Por mais alegre e sensato que esse
conceito possa parecer, ele traz algum benefício tangível,
além daqueles vistos em uma sala de aula típica?
Pode parecer uma pergunta simples,
mas é muito difícil de responder. A pesquisa sugere
que pode haver benefícios para aspectos específicos
de uma educação Montessori – mas os resultados
vêm com ressalvas importantes. Isso porque o processo científico
padrão usado para descobrir se algo funciona ou não
é difícil de aplicar em sala de aula.
Para medir os efeitos de uma intervenção
cientificamente, você normalmente conduziria um ensaio controlado
randomizado. Isso envolve alocar aleatoriamente os participantes em
dois grupos - o grupo "experimental", que recebe a intervenção,
e o grupo "controle", que passa por um procedimento comparável,
mas diferente, do qual não se espera que tenha o efeito desejado.
Se aqueles que receberam a intervenção se saíram
melhor do que os que não receberam, pode-se concluir que funcionou
como desejado. Na medicina, as pessoas do grupo de intervenção
podem receber um comprimido real, enquanto o grupo de controle pode
receber uma pílula 'placebo' que se parece com a verdadeira,
mas não contém os ingredientes ativos.
Infelizmente, é muito difícil
aplicar o mesmo rigor ao testar as intervenções educacionais.

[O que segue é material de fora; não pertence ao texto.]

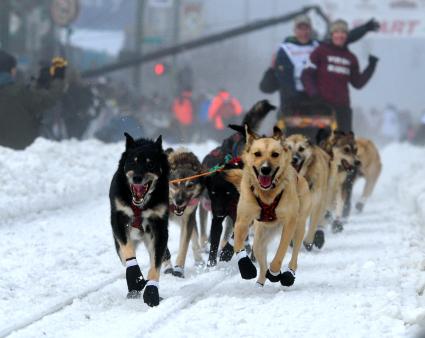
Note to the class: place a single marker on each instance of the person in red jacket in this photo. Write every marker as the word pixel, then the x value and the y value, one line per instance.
pixel 329 71
pixel 223 107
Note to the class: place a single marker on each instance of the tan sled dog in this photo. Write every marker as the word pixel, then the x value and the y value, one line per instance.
pixel 312 163
pixel 276 199
pixel 342 149
pixel 370 168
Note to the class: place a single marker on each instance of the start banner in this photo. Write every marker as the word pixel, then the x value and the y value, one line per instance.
pixel 398 18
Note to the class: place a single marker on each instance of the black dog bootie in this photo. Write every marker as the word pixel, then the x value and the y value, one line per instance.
pixel 246 267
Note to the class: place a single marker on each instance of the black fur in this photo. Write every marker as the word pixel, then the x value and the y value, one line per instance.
pixel 135 159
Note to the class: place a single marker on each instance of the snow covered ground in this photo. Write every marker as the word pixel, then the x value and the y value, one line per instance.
pixel 57 249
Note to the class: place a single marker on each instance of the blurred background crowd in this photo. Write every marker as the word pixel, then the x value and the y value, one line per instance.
pixel 187 96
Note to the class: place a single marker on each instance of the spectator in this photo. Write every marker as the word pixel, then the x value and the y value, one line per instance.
pixel 223 107
pixel 292 57
pixel 331 68
pixel 22 107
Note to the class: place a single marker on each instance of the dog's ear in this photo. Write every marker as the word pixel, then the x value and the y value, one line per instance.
pixel 129 141
pixel 158 141
pixel 250 136
pixel 277 133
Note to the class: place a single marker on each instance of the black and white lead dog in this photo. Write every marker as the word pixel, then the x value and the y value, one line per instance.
pixel 139 212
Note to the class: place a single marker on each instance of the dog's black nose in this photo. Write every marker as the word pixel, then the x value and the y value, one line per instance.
pixel 137 179
pixel 266 170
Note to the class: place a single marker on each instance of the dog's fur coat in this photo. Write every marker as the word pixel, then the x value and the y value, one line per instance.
pixel 268 179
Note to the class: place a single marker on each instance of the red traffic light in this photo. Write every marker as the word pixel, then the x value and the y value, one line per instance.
pixel 159 69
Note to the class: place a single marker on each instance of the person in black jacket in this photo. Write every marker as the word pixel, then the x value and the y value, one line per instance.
pixel 293 55
pixel 21 107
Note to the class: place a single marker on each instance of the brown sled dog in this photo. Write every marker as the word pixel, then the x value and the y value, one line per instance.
pixel 344 162
pixel 272 195
pixel 370 168
pixel 312 163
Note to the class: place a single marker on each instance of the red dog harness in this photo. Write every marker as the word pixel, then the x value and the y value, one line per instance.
pixel 268 211
pixel 137 218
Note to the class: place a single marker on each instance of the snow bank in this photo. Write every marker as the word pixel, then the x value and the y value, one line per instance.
pixel 49 175
pixel 404 175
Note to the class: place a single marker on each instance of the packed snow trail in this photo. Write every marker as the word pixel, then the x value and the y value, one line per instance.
pixel 367 281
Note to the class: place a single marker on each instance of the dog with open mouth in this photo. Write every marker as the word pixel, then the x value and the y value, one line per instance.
pixel 184 198
pixel 312 163
pixel 139 213
pixel 221 197
pixel 276 199
pixel 344 165
pixel 370 168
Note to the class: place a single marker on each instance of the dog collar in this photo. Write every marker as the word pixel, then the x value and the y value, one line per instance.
pixel 268 211
pixel 137 217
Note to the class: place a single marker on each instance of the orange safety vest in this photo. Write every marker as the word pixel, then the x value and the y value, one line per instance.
pixel 223 105
pixel 183 108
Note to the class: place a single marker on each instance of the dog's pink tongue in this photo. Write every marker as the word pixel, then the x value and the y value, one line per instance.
pixel 265 181
pixel 139 190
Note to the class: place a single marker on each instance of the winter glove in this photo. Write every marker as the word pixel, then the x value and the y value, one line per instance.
pixel 58 68
pixel 373 59
pixel 372 25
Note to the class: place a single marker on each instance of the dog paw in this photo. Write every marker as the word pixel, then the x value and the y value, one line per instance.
pixel 253 259
pixel 178 272
pixel 359 206
pixel 248 248
pixel 169 270
pixel 134 294
pixel 227 252
pixel 151 294
pixel 273 277
pixel 337 226
pixel 287 278
pixel 211 263
pixel 134 278
pixel 308 246
pixel 246 267
pixel 319 238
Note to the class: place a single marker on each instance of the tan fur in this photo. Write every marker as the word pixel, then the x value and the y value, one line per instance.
pixel 291 212
pixel 315 169
pixel 370 167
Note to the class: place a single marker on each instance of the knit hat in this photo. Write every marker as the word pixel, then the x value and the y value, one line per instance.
pixel 339 25
pixel 7 61
pixel 302 19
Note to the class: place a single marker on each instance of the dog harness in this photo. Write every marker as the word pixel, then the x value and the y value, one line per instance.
pixel 137 218
pixel 268 211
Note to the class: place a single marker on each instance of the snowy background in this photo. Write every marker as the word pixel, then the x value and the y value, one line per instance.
pixel 60 275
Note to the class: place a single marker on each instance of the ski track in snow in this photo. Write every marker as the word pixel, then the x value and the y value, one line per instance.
pixel 366 282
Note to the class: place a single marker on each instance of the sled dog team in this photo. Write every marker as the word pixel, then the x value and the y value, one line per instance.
pixel 273 184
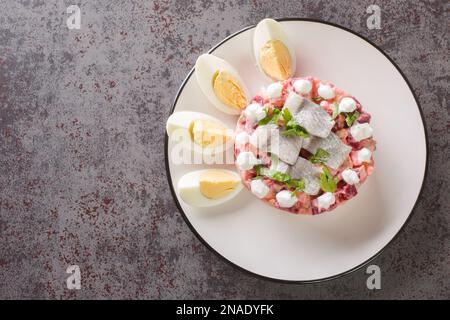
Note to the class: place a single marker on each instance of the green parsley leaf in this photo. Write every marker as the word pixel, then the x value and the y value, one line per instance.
pixel 351 117
pixel 258 169
pixel 328 182
pixel 320 156
pixel 335 108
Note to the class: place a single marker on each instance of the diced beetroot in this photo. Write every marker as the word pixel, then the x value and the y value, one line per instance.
pixel 345 193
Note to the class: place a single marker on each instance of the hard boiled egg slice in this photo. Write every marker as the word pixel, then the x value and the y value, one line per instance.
pixel 199 132
pixel 221 84
pixel 273 51
pixel 210 187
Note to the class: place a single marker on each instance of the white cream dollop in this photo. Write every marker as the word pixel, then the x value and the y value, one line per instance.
pixel 302 86
pixel 259 188
pixel 326 200
pixel 364 155
pixel 286 199
pixel 361 131
pixel 274 90
pixel 241 139
pixel 246 160
pixel 350 176
pixel 255 112
pixel 293 101
pixel 325 91
pixel 347 104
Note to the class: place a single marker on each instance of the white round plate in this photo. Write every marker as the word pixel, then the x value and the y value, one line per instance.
pixel 274 244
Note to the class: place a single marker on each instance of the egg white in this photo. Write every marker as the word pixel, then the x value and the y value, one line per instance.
pixel 269 29
pixel 178 125
pixel 188 188
pixel 205 68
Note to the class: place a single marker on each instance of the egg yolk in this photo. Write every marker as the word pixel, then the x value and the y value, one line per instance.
pixel 275 60
pixel 228 90
pixel 207 133
pixel 216 184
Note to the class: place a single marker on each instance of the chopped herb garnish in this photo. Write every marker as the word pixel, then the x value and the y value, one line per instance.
pixel 351 118
pixel 328 182
pixel 294 129
pixel 320 156
pixel 280 176
pixel 270 118
pixel 335 108
pixel 287 116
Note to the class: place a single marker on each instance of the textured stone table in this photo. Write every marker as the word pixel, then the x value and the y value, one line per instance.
pixel 82 177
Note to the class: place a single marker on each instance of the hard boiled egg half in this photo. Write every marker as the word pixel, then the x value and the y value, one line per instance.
pixel 199 132
pixel 273 51
pixel 210 187
pixel 221 84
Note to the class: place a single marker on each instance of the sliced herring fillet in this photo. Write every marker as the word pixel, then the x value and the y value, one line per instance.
pixel 333 145
pixel 276 165
pixel 286 148
pixel 311 116
pixel 261 137
pixel 303 169
pixel 268 138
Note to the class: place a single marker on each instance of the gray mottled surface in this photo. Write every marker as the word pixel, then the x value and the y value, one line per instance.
pixel 82 177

Você pode decidir comparar os alunos das escolas Montessori
com os de algum outro sistema educacional. Mas muitas escolas Montessori
são pagas, e a escolha dos pais pode estar relacionada a muitos
outros fatores de confusão que também podem influenciar
o progresso de uma criança. Não é apenas a riqueza
dos pais que importa. "Os pais que enviam seus filhos para uma
escola Montessori podem estar mais envolvidos em sua educação,
então seu próprio estilo educativo em casa pode influenciar
positivamente seu sucesso", explica Javier Bernacer no Instituto
de Cultura e Sociedade da Universidade de Navarra, na Espanha.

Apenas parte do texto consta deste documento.